Bentt will have taken the British Board of Control's mandatory skull X-ray upon arrival, but it is not known whether the Board was alerted to the ominous background.

Punches that had not bothered journeymen losers such as Everett 'Big Foot' Martin had a wrecking effect on Bentt. Somewhere along the way of a 15-year boxing career and 190 bouts, almost all of them in the world of top international amateur competition where boxers are not afforded the protection of professional match-makers, Bentt had evidently lost the ability to absorb all but the most innocent of punches.

The fragments that pointed to Bentt's terrible flaw, with hindsight, present something of a fuller if still incomplete picture: the knock-out defeat to a supposed light puncher, Jerry Jones, on his debut; the sporadic ring appearances thereafter, and then only against the rankest opposition until his WBO chance against Tommy Morrison last autumn; the overlooked fact that Bentt was himself virtually out on his feet when he nailed Morrison; the stories of Bentt being knocked out in sparring when preparing for Hide.
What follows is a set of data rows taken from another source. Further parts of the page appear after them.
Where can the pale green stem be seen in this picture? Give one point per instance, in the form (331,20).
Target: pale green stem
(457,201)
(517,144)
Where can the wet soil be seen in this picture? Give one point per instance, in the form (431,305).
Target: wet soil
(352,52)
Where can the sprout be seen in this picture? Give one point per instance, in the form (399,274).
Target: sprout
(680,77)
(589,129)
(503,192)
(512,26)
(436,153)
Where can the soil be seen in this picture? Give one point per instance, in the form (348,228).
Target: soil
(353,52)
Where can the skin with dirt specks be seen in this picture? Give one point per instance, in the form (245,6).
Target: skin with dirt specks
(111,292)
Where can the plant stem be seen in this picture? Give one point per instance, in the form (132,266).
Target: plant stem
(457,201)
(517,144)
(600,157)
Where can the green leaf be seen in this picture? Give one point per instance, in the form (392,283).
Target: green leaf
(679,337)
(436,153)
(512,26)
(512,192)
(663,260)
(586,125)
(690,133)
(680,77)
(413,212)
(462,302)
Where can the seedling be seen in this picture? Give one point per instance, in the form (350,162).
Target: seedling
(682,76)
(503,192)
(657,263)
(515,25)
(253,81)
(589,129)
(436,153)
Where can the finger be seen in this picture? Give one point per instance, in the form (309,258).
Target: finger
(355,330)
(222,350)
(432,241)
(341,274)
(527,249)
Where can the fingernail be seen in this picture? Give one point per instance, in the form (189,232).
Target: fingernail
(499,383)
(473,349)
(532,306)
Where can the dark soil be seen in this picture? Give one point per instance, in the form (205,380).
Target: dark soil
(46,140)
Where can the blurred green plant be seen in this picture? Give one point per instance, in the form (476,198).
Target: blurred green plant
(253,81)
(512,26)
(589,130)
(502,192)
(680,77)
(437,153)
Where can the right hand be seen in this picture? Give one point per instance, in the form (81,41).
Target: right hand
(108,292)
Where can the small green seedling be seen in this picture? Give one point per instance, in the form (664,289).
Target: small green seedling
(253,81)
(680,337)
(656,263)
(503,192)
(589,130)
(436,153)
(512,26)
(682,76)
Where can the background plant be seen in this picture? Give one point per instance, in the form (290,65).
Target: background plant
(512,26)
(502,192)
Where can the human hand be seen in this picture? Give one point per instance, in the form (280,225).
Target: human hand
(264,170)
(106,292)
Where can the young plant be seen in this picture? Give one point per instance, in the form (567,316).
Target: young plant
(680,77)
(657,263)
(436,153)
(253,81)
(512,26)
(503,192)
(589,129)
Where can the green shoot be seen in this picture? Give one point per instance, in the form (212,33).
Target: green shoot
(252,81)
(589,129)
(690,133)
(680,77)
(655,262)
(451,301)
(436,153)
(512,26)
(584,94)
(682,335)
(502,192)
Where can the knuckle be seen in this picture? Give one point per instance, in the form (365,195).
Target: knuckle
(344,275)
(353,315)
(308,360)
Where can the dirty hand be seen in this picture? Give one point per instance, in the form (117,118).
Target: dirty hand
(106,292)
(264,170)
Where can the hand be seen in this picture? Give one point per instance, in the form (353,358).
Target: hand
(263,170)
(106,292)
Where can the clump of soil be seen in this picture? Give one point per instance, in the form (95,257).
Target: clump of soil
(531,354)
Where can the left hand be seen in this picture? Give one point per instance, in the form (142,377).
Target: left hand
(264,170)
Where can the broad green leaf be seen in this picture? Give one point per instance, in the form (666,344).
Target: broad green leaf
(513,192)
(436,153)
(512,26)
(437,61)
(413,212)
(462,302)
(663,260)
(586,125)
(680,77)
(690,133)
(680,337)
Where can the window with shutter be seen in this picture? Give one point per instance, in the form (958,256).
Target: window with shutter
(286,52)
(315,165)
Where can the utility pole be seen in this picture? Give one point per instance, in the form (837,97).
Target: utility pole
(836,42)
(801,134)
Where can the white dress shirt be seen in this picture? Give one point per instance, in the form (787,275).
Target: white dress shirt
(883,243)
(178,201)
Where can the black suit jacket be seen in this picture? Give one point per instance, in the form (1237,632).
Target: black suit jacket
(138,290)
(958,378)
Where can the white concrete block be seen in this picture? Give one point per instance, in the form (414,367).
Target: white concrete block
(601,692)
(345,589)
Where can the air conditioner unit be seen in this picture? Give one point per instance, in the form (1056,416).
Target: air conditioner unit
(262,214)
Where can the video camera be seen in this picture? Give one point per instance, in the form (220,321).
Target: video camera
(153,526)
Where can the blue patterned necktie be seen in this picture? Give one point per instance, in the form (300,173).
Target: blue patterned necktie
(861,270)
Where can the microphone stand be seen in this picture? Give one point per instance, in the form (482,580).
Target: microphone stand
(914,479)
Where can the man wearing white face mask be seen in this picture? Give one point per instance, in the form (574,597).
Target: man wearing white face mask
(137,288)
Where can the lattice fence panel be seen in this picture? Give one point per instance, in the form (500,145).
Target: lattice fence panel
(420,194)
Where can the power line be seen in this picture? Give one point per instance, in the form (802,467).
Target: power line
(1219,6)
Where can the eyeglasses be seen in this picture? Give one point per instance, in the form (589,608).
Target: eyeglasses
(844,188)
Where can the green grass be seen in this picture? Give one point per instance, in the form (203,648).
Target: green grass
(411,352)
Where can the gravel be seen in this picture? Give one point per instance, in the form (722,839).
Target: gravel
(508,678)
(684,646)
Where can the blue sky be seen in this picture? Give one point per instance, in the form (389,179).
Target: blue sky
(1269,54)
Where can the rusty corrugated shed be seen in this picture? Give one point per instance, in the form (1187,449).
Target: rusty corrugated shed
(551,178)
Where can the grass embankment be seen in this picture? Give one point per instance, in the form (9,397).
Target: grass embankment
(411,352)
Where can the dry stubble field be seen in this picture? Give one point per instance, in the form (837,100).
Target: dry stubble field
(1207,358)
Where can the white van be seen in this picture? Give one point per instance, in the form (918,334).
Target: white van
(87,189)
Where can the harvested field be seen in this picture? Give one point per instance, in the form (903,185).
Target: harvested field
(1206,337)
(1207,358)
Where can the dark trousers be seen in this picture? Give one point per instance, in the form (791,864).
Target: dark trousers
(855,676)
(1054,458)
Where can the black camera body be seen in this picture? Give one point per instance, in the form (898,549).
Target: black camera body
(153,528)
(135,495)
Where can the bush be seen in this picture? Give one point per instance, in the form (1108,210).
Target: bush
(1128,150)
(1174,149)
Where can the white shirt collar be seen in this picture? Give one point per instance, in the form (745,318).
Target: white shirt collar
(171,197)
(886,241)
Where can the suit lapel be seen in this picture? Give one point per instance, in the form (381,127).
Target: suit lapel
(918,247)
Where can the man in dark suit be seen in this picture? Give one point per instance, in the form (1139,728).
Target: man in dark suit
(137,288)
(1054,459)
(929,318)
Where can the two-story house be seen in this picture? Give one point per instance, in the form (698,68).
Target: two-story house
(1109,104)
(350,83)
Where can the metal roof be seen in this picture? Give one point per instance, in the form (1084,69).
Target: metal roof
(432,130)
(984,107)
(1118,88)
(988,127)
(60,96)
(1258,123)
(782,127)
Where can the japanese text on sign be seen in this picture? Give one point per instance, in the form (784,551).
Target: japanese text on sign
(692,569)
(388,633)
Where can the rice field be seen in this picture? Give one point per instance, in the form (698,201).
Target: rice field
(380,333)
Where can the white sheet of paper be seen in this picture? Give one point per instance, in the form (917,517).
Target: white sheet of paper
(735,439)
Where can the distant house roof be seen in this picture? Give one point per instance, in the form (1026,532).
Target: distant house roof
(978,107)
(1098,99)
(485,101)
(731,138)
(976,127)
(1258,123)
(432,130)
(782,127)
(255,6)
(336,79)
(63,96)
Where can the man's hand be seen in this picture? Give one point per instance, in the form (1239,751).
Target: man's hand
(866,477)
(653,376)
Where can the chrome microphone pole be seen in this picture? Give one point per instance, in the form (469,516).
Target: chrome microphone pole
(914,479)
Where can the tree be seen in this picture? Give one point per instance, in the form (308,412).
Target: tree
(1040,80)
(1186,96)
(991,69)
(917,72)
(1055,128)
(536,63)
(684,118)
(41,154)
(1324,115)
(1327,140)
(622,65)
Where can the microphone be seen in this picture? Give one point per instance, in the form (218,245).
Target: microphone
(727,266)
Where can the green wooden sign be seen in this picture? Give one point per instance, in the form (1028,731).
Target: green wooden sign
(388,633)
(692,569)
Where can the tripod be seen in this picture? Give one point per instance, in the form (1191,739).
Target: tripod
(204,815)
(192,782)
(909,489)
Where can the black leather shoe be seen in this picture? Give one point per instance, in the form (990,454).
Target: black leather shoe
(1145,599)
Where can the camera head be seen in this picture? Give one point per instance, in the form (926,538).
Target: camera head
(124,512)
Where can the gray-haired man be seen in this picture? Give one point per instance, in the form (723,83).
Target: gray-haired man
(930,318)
The portrait that now comes through is not of the cocky pre-fight favourite, but of a man wrestling with a dreadful secret, deluding perhaps even himself, and understandably determined to cash in before he was found out.

His manager, Stan Hoffman, said: 'I could see there was something wrong. A fighter gets ready for a fight, goes in the ring and within the first minute or two someone like myself can see that he's not doing those things that he'd been trained all his life to do.' At the end of the first, Bentt was asked by his corner what was wrong. He replied: 'I don't know. I can't get off.'

It is a shame that Hide's victory will inevitably lose stature, for he fought the perfect tactical fight. Aware that Bentt had been genuinely needled by their pre-fight brawl at a press conference, he refused to be goaded into a punch-up and taunted Bentt by staying mainly out of range before catching him unawares in the third. 'When you fight me you're fighting a ghost,' he said. 'I'm not there to be hit.'

Despite this traditional hyperbole Hide has an unusual background for a performer in a poor man's sport. Born in Nigeria, he was adopted and brought up by a middle-class Norwich family and attended public school. There, his idol was Frank Bruno and Hide says he cried the night that Bruno was knocked out by Tim Witherspoon.

As the new champion ascends to Bruno-style pay-days, he may wonder quite what he has got into.